Глава 2
12 июня 2021 г. в 18:00
Весна всё же дошла уже и до Урала. Снег тает, всё вокруг превращается в сплошное болото. Выйти из барака даже ненадолго — значит нанести с собой кучу грязи, что липнет к сапогам. Сейчас вечер, мы вернулись назад, и в основном, сушим свои промокшие вещи. Мысли мои разбегаются, как тараканы, я не могу почти ни о чём думать. Кроме того, что меня раздражает. А именно, мой сосед. Ему досталась полка сверху, там его место. Его зовут Уве Кайнц, он жуткий неряха, к тому же — вор. Таскает всё, что плохо лежит. Ещё когда на войне был, обкрадывал дома и квартиры, будто соревнуясь с румынами, кто больше умыкнёт, а тут, видно, решил уже и на своих переключиться. Если бы меня спросили: чьё бы общество я предпочёл, я бы лучше сгнил у Принца в нарядах, чем делить барак с такой крысой, как Кайнц.
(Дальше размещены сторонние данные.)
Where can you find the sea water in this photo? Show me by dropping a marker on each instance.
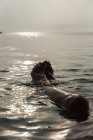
(26, 113)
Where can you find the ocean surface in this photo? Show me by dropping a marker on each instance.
(26, 113)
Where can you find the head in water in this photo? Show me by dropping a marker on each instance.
(78, 108)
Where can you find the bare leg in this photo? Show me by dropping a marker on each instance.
(73, 103)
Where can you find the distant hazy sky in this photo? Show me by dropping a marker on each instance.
(46, 15)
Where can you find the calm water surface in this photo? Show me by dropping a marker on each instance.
(26, 113)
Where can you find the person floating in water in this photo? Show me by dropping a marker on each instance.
(75, 105)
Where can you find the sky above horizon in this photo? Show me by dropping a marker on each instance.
(46, 15)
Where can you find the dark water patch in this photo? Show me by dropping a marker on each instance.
(73, 70)
(87, 74)
(8, 88)
(82, 80)
(3, 109)
(4, 71)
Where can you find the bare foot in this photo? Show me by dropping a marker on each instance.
(48, 70)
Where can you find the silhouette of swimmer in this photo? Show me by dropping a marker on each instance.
(76, 106)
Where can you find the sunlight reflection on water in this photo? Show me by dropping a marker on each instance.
(28, 34)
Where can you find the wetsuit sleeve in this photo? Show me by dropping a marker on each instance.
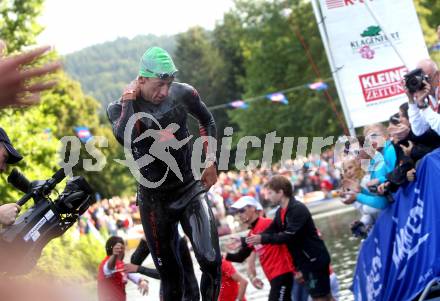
(240, 256)
(119, 112)
(296, 218)
(142, 251)
(198, 110)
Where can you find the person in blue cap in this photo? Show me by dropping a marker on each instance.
(153, 102)
(8, 155)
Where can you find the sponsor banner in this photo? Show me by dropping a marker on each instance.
(401, 254)
(369, 70)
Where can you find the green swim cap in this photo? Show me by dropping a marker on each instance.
(156, 62)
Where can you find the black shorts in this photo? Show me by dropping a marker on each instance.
(317, 282)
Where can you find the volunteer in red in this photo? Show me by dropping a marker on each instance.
(111, 278)
(233, 285)
(275, 259)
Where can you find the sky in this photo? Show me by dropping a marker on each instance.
(71, 25)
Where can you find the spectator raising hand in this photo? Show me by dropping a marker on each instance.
(20, 86)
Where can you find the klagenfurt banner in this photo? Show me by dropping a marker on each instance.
(370, 44)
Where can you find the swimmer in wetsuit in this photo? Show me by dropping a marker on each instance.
(175, 200)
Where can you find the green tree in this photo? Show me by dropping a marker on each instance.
(18, 24)
(201, 66)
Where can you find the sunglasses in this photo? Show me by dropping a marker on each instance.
(242, 210)
(162, 75)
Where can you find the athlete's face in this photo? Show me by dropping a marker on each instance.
(247, 214)
(274, 197)
(155, 90)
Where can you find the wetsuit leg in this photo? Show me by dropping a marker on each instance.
(162, 237)
(199, 225)
(281, 287)
(191, 290)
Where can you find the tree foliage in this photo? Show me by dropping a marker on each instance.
(18, 24)
(105, 69)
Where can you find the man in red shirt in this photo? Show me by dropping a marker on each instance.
(275, 259)
(233, 285)
(111, 278)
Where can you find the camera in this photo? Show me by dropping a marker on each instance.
(414, 80)
(21, 243)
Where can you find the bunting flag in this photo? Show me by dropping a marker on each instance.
(238, 104)
(83, 133)
(278, 97)
(318, 86)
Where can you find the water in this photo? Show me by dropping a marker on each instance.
(342, 247)
(336, 233)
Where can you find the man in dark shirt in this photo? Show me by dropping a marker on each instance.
(293, 225)
(150, 121)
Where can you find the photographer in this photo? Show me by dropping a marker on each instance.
(15, 86)
(8, 155)
(423, 94)
(409, 149)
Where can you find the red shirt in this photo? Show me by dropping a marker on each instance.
(229, 287)
(275, 259)
(111, 288)
(283, 212)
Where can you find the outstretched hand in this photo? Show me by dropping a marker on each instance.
(20, 86)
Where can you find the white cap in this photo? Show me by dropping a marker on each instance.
(247, 201)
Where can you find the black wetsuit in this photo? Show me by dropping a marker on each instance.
(174, 201)
(191, 288)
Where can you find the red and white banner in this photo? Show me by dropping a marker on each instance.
(368, 69)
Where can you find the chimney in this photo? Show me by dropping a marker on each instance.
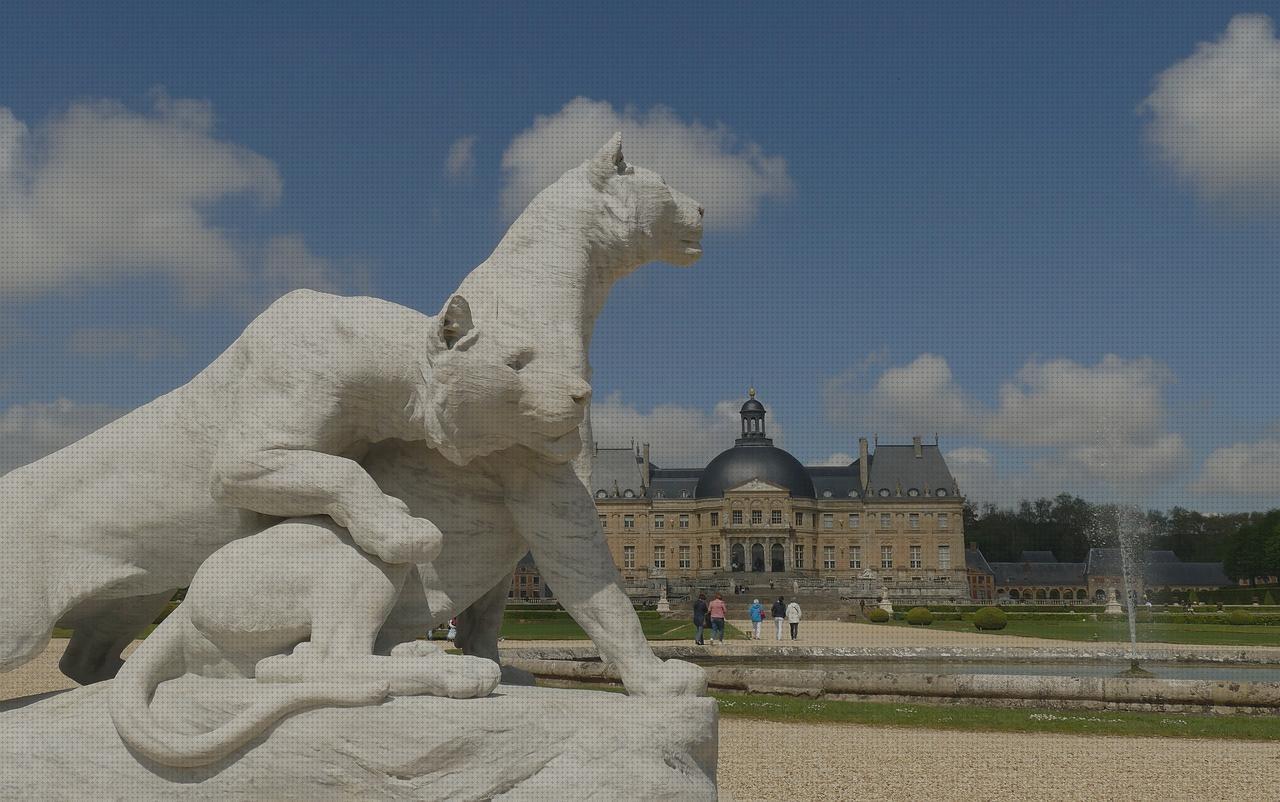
(864, 467)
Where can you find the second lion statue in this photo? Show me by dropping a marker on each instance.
(544, 284)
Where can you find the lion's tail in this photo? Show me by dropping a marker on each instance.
(161, 656)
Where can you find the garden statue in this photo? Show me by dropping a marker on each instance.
(416, 458)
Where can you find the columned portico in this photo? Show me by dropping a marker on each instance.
(759, 553)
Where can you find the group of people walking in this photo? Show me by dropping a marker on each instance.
(713, 613)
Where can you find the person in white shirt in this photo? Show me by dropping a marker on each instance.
(794, 619)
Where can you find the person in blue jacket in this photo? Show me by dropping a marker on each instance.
(757, 613)
(699, 617)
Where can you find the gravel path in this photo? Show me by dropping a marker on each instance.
(764, 760)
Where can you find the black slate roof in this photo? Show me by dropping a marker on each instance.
(1038, 573)
(897, 470)
(1038, 557)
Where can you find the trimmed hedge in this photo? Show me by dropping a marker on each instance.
(919, 617)
(990, 618)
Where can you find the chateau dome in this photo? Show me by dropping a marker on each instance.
(754, 457)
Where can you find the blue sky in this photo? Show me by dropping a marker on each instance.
(1045, 232)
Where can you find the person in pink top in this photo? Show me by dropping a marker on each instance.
(716, 610)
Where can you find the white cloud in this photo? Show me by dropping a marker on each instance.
(31, 431)
(1215, 115)
(100, 192)
(1064, 402)
(1242, 470)
(1078, 424)
(910, 399)
(728, 175)
(461, 160)
(974, 470)
(144, 344)
(677, 436)
(287, 265)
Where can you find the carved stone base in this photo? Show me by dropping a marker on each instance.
(519, 743)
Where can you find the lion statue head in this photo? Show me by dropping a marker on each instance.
(483, 392)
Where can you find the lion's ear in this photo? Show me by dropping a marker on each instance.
(607, 163)
(456, 321)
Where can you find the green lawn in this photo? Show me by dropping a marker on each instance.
(1215, 635)
(516, 628)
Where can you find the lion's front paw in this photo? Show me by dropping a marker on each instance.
(416, 649)
(667, 678)
(394, 536)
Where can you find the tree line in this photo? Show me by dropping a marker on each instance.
(1247, 544)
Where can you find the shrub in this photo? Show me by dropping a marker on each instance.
(990, 618)
(919, 617)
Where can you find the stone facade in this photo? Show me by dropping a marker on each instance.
(895, 531)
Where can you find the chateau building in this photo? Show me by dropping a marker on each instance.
(892, 518)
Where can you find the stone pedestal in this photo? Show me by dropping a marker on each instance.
(519, 743)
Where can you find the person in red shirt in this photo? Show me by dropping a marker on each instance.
(716, 609)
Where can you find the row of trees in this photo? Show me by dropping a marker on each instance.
(1248, 544)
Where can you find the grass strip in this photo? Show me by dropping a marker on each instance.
(970, 718)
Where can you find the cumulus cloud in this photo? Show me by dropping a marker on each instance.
(101, 191)
(1114, 403)
(461, 161)
(1079, 424)
(1242, 470)
(677, 436)
(31, 431)
(974, 470)
(731, 177)
(144, 344)
(1215, 115)
(913, 398)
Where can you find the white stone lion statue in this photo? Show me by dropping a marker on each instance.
(284, 425)
(490, 512)
(105, 530)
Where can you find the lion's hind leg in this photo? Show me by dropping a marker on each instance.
(410, 670)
Рядом живёт Конрад Вилке, которого охрана назвала просто «вилкой». Он давно знает, как комично звучит его фамилия по-русски, но относится к этому спокойно. Его ничем не проймёшь — в плену ли, на воле ли — всё для него едино. Он кого угодно может до ручки довести своими историями. Мне иногда кажется, что он всё-таки припрятал где-то спирт — у трезвого так язык не распускается.
Единственное, кого он боится, это «гауптмана», как мы все называем капитана Юлусина. Он — человек слова. Сказано — сделано. И ничем его не переубедишь. Договориться с ним нереально — для него устав и дисциплина превыше всего. Да что говорить — его все опасаются. Он — человек принципа. Конфликтовать с ним — дураков нет.
— Оскар! — позвал меня Конрад, когда я старательно счищал грязь со своих сапог, — Не загнулся ещё на тюремных-то харчах?
— А ты сам-то? — хмуро ответил я, предчувствуя, что сейчас Вилке присядет мне на уши. — Или что, у нас в тюрьме уже мраморной говядиной кормят?
— Может быть. А может и нет, — беспечно ответил Вилке, садясь у печки, в которой тлели угольки. — Кушаний из ресторана не обещаю, но…
Он тут же вывалил на пол картошку. Не иначе, на кухне стащил.
— Ого, а вина белого не достал, случайно? — усмехнулся я, сев рядом с Конрадом.
— Конечно. А хочешь — бабу тебе достану? — Вилке громко расхохотался, вслед за ним — и я.
— Всего-то делов — перелезть через колючку, не попасться часовым и ещё чёрт знает сколько километров отмахать…
— А погоди — война закончится, будет тебе всё.
— Будет, будет… Например, расстрел, — подал голос Фриц Доттингер.
Он здесь живёт особняком, ни с кем близко не сходится. Фриц — старожил, уже почти год как сюда попал. Он — танкист, и где-то год назад его взяли буквально на поле боя, когда Фриц спасался из горящего танка.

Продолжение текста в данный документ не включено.